This course is a study of the basic concepts of linear algebra, and includes an emphasis of developing techniques for proving theorems. Students will explore systems of linear equations, matrices, vector spaces, bases, dimension, linear transformations, determinants, eigenvalues, change of basis, and matrix representations of linear transformations.

Prerequisites
MATH 181 or its equivalent with a grade of C- or higher. Students with transfer credit for MATH 29X (i.e., MATH 290 online) may not take this course.

In this class students and faculty discuss problems that cut across the boundaries of the standard courses and investigate general strategies of problem solving. Students are encouraged to participate in a national mathematics competition. This class meets one hour a week, is graded only on a pass/fail basis, is a 0 credit course, and may be repeated.

In this class students are given examples of problems from an annual international mathematical modeling contest. The students, in groups and with faculty mentoring, develop approaches to the problems. The students and faculty also discuss winning solutions to the problems. The students are expected to participate in the contest and give a presentation of their solution. The course meets once per week, is graded on a pass/fail basis, is a 0 credit course, and can be repeated.

Prerequisites
MATH 280 and 290 or permission of the instructor. All prerequisite courses must have been completed with a grade of C- or higher.

Ordinary differential equations (ODEs) are first introduced in the calculus sequence.
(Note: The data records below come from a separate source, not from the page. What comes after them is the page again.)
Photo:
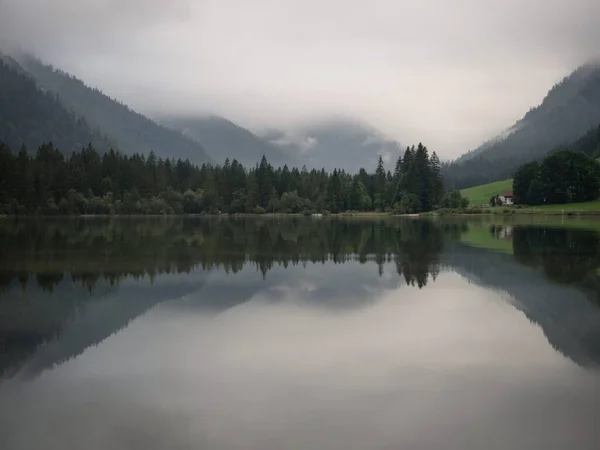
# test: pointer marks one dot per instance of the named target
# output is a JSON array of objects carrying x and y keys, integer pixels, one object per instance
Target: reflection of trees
[
  {"x": 85, "y": 251},
  {"x": 566, "y": 255}
]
This course provides a deeper look at the theory of ODEs and the use of ODEs in modeling real-world phenomena. The course includes studies of first order ODEs (both linear and nonlinear), second and higher order linear ODEs, and first order systems of ODEs (both linear and nonlinear). Existence and uniqueness of solutions is discussed in each setting. Most topics are viewed from a variety of perspectives including graphical, numerical, and symbolic. Tools and concepts from linear algebra are used throughout the course. Other topics that may be covered include series solutions, difference equations, and dynamical systems.

Prerequisites
MATH 280 and 290 or permission of the instructor. All prerequisite courses must have been completed with a grade of C- or higher. Students with transfer credit for MATH 30X (i.e., MATH 301 online) may not take this course.

This course introduces partial differential equations, how they arise in certain physical situations, and methods of solving them. Topics of study include the heat equation, the wave equation, Laplace's Equation, and Fourier Series with its applications to partial differential equations and boundary value problems. Additional topics may include Green's Functions, the Fourier Transform, the method of characteristics, dispersive waves, and perturbation methods.

Prerequisites
MATH 301 or equivalent with a grade of C- or higher.
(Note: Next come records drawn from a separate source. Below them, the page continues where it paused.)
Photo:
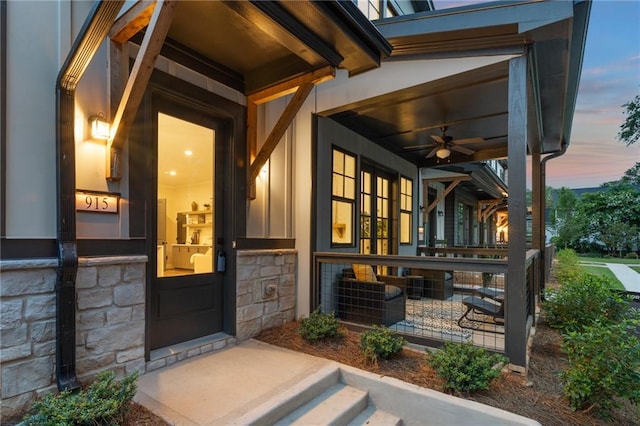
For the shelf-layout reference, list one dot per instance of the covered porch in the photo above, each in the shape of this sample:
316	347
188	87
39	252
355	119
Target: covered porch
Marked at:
501	87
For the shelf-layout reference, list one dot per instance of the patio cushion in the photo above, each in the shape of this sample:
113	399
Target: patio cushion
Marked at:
364	273
391	291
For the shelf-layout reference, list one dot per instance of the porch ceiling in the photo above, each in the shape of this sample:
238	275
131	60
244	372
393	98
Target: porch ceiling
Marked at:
475	103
Students learn about numerical solutions to linear systems; numerical linear algebra, polynomial approximations (interpolation and extrapolation); numerical differentiation and integration. Students also learn about error analysis and how to select appropriate algorithms for specific problems.

Prerequisites
MATH 280, 290, and CSCI 161 or equivalent. All prerequisite courses must have been completed with a grade of C- or higher.

This course is about how to find the best - or at least good - solutions to large problems frequently arising in business, industrial, or scientific settings. Students learn how to model these problems mathematically, algorithms for finding solutions to them, and the theory behind why the algorithms work. Topics include the simplex method, duality theory, sensitivity analysis, and network models. The focus is on linear models and models with combinatorial structure, but some nonlinear models are considered as well. Optimization software is used frequently.

Prerequisites
MATH 280, 290, and CSCI 161 or equivalent. All prerequisite courses must have been completed with a grade of C- or higher.
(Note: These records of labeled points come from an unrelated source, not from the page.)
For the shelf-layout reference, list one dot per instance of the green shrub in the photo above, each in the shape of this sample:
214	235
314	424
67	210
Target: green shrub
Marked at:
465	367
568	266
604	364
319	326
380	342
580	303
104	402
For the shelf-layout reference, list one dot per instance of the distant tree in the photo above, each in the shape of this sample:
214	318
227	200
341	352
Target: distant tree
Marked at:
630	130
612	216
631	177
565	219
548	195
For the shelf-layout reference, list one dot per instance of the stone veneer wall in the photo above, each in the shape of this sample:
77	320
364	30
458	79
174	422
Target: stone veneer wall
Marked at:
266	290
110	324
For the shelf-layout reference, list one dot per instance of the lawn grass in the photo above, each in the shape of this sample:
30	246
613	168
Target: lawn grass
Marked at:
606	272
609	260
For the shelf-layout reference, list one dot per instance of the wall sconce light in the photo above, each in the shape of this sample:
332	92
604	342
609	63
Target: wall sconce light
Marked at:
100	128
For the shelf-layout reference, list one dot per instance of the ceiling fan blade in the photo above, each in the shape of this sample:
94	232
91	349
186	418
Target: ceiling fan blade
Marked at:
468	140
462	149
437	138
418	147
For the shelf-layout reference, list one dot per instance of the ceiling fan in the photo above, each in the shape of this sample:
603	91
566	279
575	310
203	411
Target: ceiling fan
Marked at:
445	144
This course entails study of the basic principles of combinatorial analysis. Topics include combinations, permutations, inclusion-exclusion, recurrence relations, generating functions, and graph theory. Additional material may be chosen from among the following topics: Latin squares, Hadamard matrices, designs, coding theory, and combinatorial optimization. Satisfies the proof-based requirement in the mathematics major.

Prerequisites
MATH 290 with grade of C- or higher

This course entails the study of the properties of numbers, with emphasis on the positive integers. Topics include divisibility, factorization, congruences, prime numbers, arithmetic functions, quadratic residues, and Diophantine equations. Additional topics may include primitive roots, continued fractions, cryptography, Dirichlet series, binomial coefficients, and Fibonacci numbers. Satisfies the proof-based requirement in the mathematics major.

Prerequisites
MATH 290 with grade of C- or higher

This course covers the basics of point-set topology. The course focuses on what type of structures need to be placed on a set in order to make it a "topological space" and what properties are deduced from these structures. Topics include open and closed sets, continuity, compactness, connectedness, and a selection of topics from metric spaces, manifolds, functions spaces or quotient spaces. Satisfies the proof-based requirement in the mathematics major.

Prerequisites
MATH 290 with grade of C- or higher

This course is an introduction to the application of calculus and linear algebra to the geometry of curves and surfaces. Topics include the geometry of curves, Frenet formulas, tangent planes, normal vectors and orientation, curvature, geodesics, metrics, and isometries. Additional topics may include the Gauss-Bonnet Theorem, minimal surfaces, calculus of variations, and hyperbolic geometry. After completion, students will have the background to begin studying further mathematical and theoretical physics topics such as Riemannian geometry, differential topology, general relativity, and gauge theory. Students will additionally develop their mathematical intuition and ability to use calculations and proofs to verify theorems and solve problems. Satisfies the proof-based requirement in the major contracts and the standard major.

Prerequisites
MATH 280 and 290 or equivalents. All prerequisite courses must have been completed with a grade of C- or higher.

This course covers advanced methods in applied statistics, beyond those of Mathematics 260. The emphasis is on applied aspects of generalized linear models, which provide a framework for analyzing some types of data for which ordinary linear models are not suitable. The analyses will be conducted using R, so students entering the course should already have a working knowledge of R. Topics other than generalized linear models are included as time allows, such as: time series analysis, categorical data analysis, and statistical graphics.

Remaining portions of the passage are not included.